From there, it was smooth sailing. Kara Hahn (D-Setauket), the 5th District legislator, beat Republican challenger Donna Cumella, of Port Jefferson Station, with 63 percent of the vote. In the 13th, Legislator Rob Trotta (R-Fort Salonga) beat Kings Park Democrat Rich Macellaro with more than 70 percent of the total.

In Huntington, Legislator Steve Stern (D-Dix Hills) won his final term in the 16th District against Republican attorney Tom McNally with 60 percent of the vote.

“We understand what’s on the minds of our constituents, we listen to our constituents, and we deliver for our constituents,” Stern said.

Also, Legislator William “Doc” Spencer (D-Centerport) took the 18th District against his challenger from the right, Grant Lally, after garnering 56 percent of the votes.

“It’s exhilarating,” a joyous Spencer said. “It’s really is. After two years of hard work and six-month campaign, to really have the people recognize I’m giving my heart and soul to try to support us means a lot to me.”

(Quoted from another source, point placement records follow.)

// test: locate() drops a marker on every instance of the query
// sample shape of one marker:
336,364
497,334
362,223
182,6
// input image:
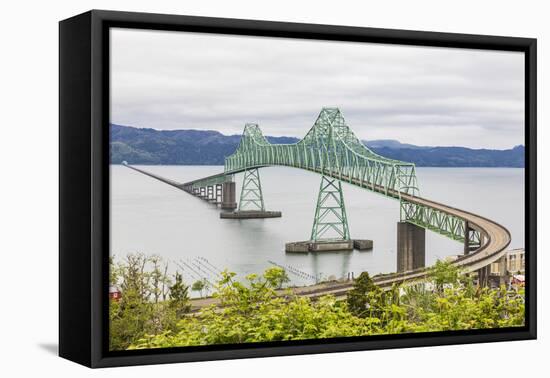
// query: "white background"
29,207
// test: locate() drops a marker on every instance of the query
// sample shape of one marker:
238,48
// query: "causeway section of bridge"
332,150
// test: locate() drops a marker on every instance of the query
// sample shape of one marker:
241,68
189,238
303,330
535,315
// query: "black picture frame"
84,185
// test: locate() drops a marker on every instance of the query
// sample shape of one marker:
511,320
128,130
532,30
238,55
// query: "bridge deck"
497,238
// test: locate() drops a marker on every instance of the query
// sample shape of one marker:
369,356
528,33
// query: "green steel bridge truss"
331,149
251,191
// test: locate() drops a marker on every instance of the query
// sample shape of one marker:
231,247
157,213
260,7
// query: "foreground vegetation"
153,311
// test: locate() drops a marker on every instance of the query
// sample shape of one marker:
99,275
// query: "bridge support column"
411,246
228,196
210,193
483,276
472,239
251,204
219,195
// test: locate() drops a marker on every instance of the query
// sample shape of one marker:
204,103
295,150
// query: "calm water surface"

Doc Spencer celebrates a win on Election Day. Photo by Rohma Abbas
Doc Spencer celebrates a win on Election Day. Photo by Rohma Abbas

Despite her loss, Cumella stayed positive and said she wouldn’t let this year’s election deter her from running for the same position in the future. She said she is now “a little bit more educated with the political arena.”

About her victory over that Republican, Hahn said, “I’m really gratified by the confidence the community has shown in me and I very much appreciate it and I plan to work just as hard as I’ve worked in the last four years.”

Tom Muratore (R-Ronkonkoma), the 4th District legislator, and the 12th District’s Leslie Kennedy (R-Nesconset) were effectively unopposed for re-election and secured their next terms.

“I’m ecstatic,” Muratore said. “Maybe we can bring some of our ideas to the table … We’re about doing the right things to people.”

Supervisor Ed Romaine celebrates his re-election as the head of Brookhaven Town. Photo by Giselle Barkley
Supervisor Ed Romaine celebrates his re-election as the head of Brookhaven Town. Photo by Giselle Barkley

Kennedy said she did not spend time campaigning and was pleased with the outcome.

“I want to go home and go to bed so I can wake up tomorrow ready to vote on the Operating Budget Committee board,” she said.

Brookhaven Town saw its supervisor, Ed Romaine (R), and its highway superintendent, Dan Losquadro (R), re-elected easily — Romaine won 72 percent of the votes against Democratic challenger Douglas Dittko and Losquadro beat out his own Democratic opponent, Jason Kontzamanys, with 69 percent of the voters’ support.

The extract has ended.